De
titel van het poëziedebuut van Truus Roeygens misleidt. Vrolijkheid roept
vermaak en uitbundigheid op. Maar dat gebeurt niet: de gedichten zijn veeleer
een zoektocht naar vrolijkheid, naar het terugvinden van het diepgaande vuur
van de vrolijkheid. Daarvoor, zoals ze stelt in het openingsgedicht Poort dient eerst angst
overwonnen worden. Poëzie kan daarbij helpen: die is een open plaats in de ontkenning. De indruk wordt gewekt dat de
hele bundel als een soort rite de passage dienst doet. De vier cycli staan dan
voor vier ‘vuurproeven’ waarbij de
dichter elke keer door een herinnerd verleden (jaartallen duiken her en der op)
heen moet gaan om het zo af van haar te kunnen schudden. Een verwerkings- en
zuiveringsproces totdat: buiten ons hoofd
dat openbarst zodat het jong eruit kan. Al dan niet traumatische
gebeurtenissen lijken te worden geëvoceerd. Wellicht lezen we verkapte
belijdenissen waarbij directe anekdotiek wordt vermeden. De slagen van een vader worden gememoreerd
maar er wordt ook om die vader getreurd. (Een pijnlijke vraag wordt gesteld Wat is beter geen vader of een slechte
vader?) Het levert beklijvende gedichten op zoals Mijn vader heet Parkinson. En een paar
straffe regels zoals Mensen kunnen nooit
van elkaar veranderen/we slingeren aan nooit doorgehakte navelstrengen. Net
wat hier aan de hand is: de navel doorknippen van het verleden. Meer dan
betekenissen dragen de woorden (in de manier waarop ze worden herhaald)
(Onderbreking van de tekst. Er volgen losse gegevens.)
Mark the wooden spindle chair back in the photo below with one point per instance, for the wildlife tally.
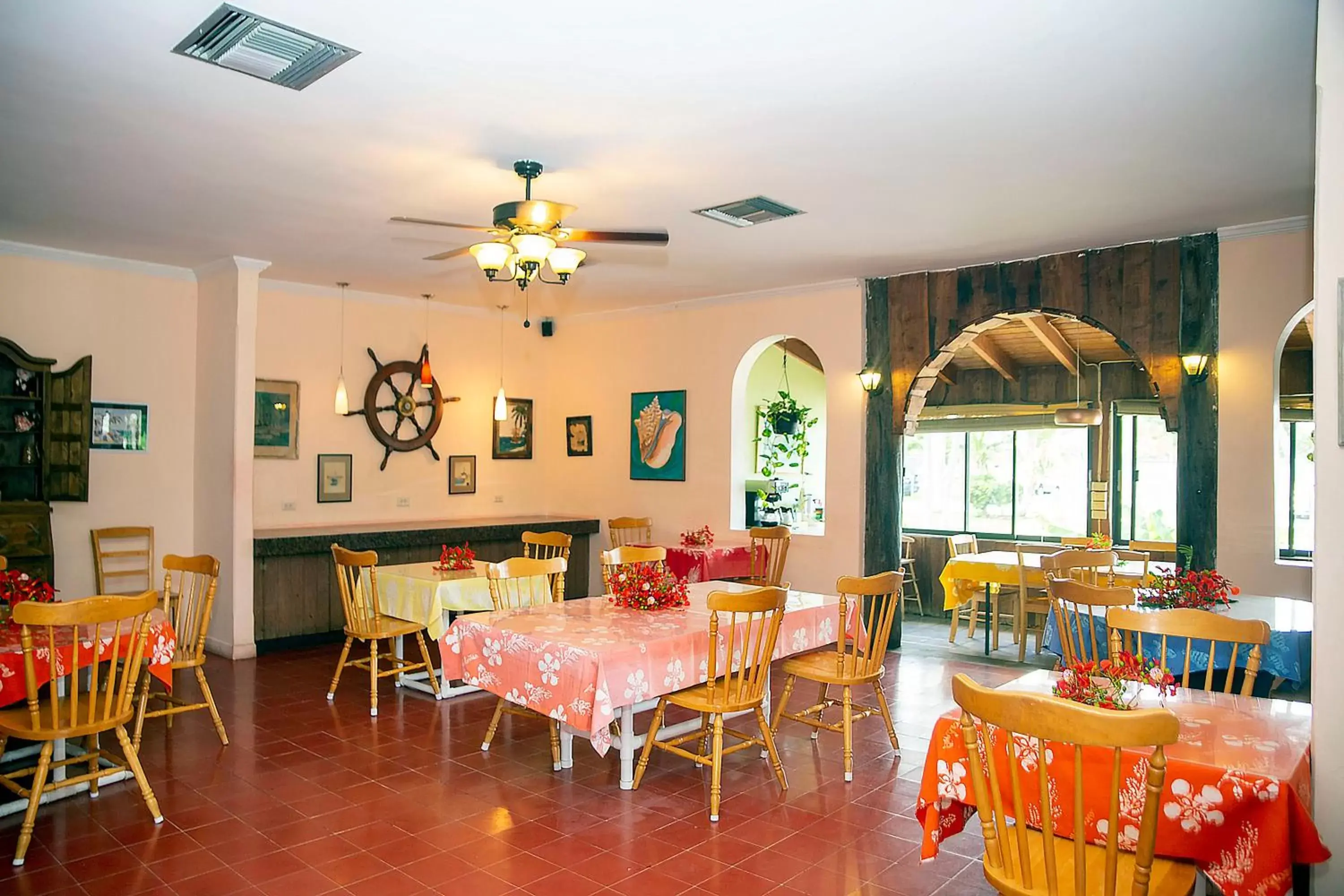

verhalen met zich mee, wat (her)lezen tot een expeditie maakt.
In
poëzie gaat het vaak over hoe je iets verwoord krijgt - los van de thema’s die
in het gedicht liggen ingebed. Poëzie brengt spraak. En dat is altijd een
moeilijkheid als je pas dichter bent: mijn
tong voelt als een lijkzak. Woorden tot leven ‘spreken’. Sommige dichters
zingen (of kreunen of hakkelen) maar iemand als Roeygens doet nog iets meer: ze
danst. Stelt u zich daar geen stijldansen bij voor. Maar een sint-vitusdans,
een ghostdance. Deze gedichten (die nooit zwaarmoedig zijn) stralen een
dwingende ritmiek en dynamiek uit, bewerkstelligd door o.m. het gebruik van
anaforen. Wat ze schrijft getuigt subtiel van geestdrift. Hoezeer de structuur
van de bundel doordacht lijkt, hier zijn doorleefde gedichten gegroepeerd. Hoezeer
ze ook doordrenkt zijn met een particuliere belevingswereld: levens- en
wereldvreemd zijn ze niet. Enerzijds: de taal is niet fraai, niet sierlijk maar
taai, gehard en bij momenten boos. Anderzijds: de teksten getuigen van een
grote (over)gevoeligheid. We hebben te maken met een dichter die tot
kinderlijke verwondering in staat is. De verwijzingen naar Disney, Winnie the
Pooh en Artemis spreken voor zich. De fantasie wordt beschouwd: als de magische oplossing voor ongeoorloofd
verlangen naar vrolijkheid.
Als er zich vrolijkheid in deze bundel voordoet dan wordt die een wrede vrolijkheid genoemd. De dichter biedt daar haar verontschuldigingen voor aan. Ze concludeert: Eigenlijk ben ik nog altijd niet vrolijker/Straks hoort vrolijkheid niet bij mij./Ligt het puur aan mij.// En ben ik een begrip/in duisterheid.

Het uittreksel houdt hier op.